By ACHARA DEBOONME
Fast-depleting labour force likely to cause significant social and economic cots.
THAILAND should urgently review its policies, as it is “getting old before getting rich” with a rapid increase in the elderly population, according to the World Bank.
Philip O’Keefe, lead author of the bank’s “Live Long and Prosper: Ageing in East Asia and Pacific” report, told a briefing on Friday that Western countries were also ageing rapidly, but have had decades to prepare for that.
It took France 115 years for those aged 65 and over to move from 7 per cent to 14 per cent of its population. In other OECD countries, the transition took 50 years or more.

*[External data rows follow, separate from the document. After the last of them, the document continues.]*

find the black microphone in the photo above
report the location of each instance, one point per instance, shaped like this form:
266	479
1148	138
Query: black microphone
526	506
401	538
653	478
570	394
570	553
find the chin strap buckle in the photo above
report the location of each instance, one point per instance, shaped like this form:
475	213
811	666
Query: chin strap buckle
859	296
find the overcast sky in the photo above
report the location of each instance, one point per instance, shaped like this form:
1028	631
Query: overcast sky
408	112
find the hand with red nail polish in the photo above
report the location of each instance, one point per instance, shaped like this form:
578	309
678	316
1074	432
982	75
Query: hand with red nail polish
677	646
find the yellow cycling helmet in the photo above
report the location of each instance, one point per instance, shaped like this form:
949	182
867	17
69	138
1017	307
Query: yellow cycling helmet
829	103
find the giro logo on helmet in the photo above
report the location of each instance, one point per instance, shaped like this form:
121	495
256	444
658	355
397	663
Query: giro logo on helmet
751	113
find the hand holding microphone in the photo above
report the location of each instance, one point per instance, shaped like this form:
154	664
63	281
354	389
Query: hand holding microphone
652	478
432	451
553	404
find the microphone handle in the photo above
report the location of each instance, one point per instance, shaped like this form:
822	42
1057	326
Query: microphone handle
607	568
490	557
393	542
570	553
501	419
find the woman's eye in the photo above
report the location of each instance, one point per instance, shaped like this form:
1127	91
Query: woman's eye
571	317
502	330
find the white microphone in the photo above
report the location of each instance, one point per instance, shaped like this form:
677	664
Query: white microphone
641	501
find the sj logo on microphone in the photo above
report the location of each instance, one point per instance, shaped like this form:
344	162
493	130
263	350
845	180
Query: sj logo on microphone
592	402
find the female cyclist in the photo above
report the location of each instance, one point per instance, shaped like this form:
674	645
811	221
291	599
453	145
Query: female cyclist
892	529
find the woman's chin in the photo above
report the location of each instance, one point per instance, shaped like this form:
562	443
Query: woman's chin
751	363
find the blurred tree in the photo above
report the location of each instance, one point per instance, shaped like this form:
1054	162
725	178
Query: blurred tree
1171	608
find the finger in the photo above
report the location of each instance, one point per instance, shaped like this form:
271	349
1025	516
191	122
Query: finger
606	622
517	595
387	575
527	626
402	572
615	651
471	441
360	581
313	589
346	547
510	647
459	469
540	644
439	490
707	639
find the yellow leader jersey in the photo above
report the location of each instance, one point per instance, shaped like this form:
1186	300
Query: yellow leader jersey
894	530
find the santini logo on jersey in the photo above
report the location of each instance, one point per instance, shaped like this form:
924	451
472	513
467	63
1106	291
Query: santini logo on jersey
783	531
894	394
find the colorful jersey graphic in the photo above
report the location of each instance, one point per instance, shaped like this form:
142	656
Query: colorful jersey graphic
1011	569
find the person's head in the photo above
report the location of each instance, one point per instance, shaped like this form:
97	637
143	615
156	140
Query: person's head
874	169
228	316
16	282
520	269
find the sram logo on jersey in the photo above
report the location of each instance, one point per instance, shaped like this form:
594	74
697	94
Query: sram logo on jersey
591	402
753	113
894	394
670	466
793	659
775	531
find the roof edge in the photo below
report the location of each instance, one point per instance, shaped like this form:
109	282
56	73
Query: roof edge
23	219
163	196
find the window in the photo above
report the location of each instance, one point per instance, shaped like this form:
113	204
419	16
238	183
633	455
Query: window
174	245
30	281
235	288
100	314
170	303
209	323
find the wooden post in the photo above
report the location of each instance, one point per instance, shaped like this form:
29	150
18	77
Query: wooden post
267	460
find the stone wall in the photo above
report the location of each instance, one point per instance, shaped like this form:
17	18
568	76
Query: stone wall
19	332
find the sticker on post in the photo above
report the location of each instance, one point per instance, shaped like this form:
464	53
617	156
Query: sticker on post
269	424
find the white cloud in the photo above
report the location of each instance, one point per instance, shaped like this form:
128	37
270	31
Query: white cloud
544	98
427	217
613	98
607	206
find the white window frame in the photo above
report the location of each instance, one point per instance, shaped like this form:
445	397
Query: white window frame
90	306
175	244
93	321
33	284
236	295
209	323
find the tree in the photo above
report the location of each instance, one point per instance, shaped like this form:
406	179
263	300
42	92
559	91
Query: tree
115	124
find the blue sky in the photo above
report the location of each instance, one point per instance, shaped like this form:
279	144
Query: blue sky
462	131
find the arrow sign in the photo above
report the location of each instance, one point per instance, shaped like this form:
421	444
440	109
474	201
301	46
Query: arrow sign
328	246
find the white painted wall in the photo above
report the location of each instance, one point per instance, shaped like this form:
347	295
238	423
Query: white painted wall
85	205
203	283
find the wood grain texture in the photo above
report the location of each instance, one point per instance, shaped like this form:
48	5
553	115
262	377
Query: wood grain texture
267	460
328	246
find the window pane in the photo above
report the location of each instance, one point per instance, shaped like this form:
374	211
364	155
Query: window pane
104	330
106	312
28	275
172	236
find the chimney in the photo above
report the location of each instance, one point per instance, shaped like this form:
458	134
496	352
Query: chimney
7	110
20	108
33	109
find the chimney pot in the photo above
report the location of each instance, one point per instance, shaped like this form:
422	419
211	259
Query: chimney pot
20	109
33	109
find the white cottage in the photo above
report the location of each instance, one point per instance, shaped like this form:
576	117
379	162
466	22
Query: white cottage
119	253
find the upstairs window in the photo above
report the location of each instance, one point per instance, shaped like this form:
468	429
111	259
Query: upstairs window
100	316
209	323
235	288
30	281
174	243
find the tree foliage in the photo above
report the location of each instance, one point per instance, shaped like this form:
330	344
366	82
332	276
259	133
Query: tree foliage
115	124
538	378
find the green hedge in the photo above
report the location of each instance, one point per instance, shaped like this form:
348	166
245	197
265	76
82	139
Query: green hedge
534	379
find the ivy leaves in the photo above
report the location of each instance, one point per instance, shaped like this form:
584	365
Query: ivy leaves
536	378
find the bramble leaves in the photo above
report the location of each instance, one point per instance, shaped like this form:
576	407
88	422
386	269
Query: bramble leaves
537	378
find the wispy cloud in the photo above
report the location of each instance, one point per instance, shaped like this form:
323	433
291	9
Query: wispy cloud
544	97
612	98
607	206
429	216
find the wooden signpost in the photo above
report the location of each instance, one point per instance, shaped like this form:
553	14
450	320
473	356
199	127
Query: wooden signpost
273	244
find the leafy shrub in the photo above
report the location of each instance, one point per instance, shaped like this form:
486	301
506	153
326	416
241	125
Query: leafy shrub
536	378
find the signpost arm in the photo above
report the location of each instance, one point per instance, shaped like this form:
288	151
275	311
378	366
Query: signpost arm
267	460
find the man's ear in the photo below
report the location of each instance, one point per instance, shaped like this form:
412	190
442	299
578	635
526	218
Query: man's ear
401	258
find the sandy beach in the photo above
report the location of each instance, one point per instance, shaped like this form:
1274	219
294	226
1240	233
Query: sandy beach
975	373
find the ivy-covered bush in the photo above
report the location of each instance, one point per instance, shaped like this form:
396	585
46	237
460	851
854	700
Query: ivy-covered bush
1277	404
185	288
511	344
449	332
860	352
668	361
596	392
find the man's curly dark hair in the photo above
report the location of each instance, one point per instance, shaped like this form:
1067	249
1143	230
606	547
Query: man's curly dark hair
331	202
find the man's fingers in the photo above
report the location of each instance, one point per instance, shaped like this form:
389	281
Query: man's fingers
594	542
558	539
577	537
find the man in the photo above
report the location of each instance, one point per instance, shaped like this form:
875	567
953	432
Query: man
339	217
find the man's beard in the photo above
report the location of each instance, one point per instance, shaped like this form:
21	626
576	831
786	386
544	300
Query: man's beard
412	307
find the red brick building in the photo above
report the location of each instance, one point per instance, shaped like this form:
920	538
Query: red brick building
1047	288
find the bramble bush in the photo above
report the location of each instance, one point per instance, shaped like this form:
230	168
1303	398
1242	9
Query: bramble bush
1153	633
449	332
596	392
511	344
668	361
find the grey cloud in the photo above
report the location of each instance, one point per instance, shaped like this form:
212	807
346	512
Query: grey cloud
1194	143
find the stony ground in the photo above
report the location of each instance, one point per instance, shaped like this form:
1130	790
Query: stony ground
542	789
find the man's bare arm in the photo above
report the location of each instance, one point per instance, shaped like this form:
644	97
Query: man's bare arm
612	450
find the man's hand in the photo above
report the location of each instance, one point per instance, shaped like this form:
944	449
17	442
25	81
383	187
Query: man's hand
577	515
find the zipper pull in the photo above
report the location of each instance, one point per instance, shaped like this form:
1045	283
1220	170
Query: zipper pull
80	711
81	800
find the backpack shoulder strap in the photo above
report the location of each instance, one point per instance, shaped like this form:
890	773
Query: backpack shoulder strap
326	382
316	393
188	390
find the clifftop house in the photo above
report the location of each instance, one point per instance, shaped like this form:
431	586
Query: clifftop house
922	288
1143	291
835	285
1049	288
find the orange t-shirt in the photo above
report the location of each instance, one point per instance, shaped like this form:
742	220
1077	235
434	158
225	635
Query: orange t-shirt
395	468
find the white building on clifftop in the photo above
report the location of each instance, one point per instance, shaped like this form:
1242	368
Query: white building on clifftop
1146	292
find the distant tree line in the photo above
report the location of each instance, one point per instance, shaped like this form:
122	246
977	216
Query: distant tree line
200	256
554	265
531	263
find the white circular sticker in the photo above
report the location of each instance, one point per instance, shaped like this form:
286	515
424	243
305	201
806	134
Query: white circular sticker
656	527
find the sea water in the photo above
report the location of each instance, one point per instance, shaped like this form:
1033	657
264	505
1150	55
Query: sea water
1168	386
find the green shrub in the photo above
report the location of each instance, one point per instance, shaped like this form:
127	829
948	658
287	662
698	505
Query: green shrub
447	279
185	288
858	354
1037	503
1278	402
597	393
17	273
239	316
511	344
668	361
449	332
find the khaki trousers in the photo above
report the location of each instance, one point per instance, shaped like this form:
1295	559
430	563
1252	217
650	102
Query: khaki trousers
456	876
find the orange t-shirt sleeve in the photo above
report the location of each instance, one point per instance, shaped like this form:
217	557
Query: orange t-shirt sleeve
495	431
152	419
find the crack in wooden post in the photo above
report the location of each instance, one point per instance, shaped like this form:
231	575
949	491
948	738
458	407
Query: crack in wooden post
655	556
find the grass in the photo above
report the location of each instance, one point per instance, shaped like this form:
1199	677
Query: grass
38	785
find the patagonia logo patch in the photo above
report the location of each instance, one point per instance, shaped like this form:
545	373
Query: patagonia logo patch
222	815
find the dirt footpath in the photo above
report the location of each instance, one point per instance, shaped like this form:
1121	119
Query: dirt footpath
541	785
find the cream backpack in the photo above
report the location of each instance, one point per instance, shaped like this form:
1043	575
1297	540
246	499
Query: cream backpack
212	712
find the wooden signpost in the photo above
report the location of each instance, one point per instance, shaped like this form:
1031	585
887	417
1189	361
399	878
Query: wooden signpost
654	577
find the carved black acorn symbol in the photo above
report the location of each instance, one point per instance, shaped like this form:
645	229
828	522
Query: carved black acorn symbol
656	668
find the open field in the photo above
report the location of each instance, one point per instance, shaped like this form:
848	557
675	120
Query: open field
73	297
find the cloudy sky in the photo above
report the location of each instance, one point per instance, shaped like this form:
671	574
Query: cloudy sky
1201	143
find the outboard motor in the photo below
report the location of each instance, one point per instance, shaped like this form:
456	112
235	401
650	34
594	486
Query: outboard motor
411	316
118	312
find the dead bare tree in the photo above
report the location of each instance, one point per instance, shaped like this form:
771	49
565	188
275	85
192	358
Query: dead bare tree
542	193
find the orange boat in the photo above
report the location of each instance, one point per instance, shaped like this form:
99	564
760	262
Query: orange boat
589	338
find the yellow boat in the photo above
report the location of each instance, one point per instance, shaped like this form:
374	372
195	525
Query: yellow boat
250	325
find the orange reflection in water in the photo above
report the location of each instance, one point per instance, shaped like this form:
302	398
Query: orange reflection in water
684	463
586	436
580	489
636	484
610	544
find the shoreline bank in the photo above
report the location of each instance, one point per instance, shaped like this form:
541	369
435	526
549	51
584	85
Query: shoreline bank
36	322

In Thailand and some middle- to low-income countries in the East Asia and Pacific (EAP), it was just 20 years.
“Thailand and other developing countries have a shorter time to adjust attitudes,” O’Keefe said.
“It’s challenging to adjust people’s thinking and realisation [of lower-than-expected support from governments]. Importantly, their income is much lower [than Western countries].”
The “getting old before getting rich” dilemma is going to be true in Thailand, China, Vietnam and Myanmar.
The shrinkage of Thailand’s labour force of those aged 15-64 is forecast to be over 10 per cent from 2010-40, the sharpest among developing economies and compared to just 4 per cent in Vietnam.
In the same period, other middle- to low-income countries are expected to still be experiencing an expansion in that demographic – from 2 per cent in Malaysia to nearly 10 per cent in Laos and Timor-Leste.
This requires Thailand to review its economic strategy – how it will compete with other countries.
The ageing population structure amid a depleting labour force is putting pressure on EAP countries’ fiscal foundations and economies.
In most defined benefit schemes in developing EAP countries, cash-flow deficits are expected to emerge at between 1.4-4.5 per cent of gross domestic product by 2040.
Ageing populations account for about one-third of the projected increase in public-health spending in several developing countries in the region.
The situation is particularly grave when most of the elderly rely on their own income and are not supported by their families or the government. Despite that, most people have high expectations for states supporting the elderly.
Thailand’s labour force is now at its peak, suggesting that without acting now, the country could slide into serious financial problems.
When many Thais grow old, they will need state support since the household savings rate is below 10 per cent of gross domestic product versus household debt of 80 per cent of GDP. Thailand also launched its pension system late – 1998.
“Thailand’s demographic dividend is exhausted right now … Thailand is more vulnerable than most countries. It’s very urgent,” O’Keefe said.
Thailand should take into consideration “from womb to tomb” care, with a policy that covers a person’s lifecycle.
The focus should be on four areas – boosting the fertility rate, increasing female labour participation, raising the retirement age and welcoming more migrant workers.
The fertility rate could rise if there were a policy that combines work with family formation, and higher productivity could be achieved if education quality was improved. Incentives for training among young adults are needed.
“Thailand is weak in its lifelong learning system. Developing the system is significant for countries in the region, rich or poor,” O’Keefe said.
The contribution rate may need to be revised up. The healthcare system must also be reformed to address the ageing issue, with the inclusion of more home- and community-based care.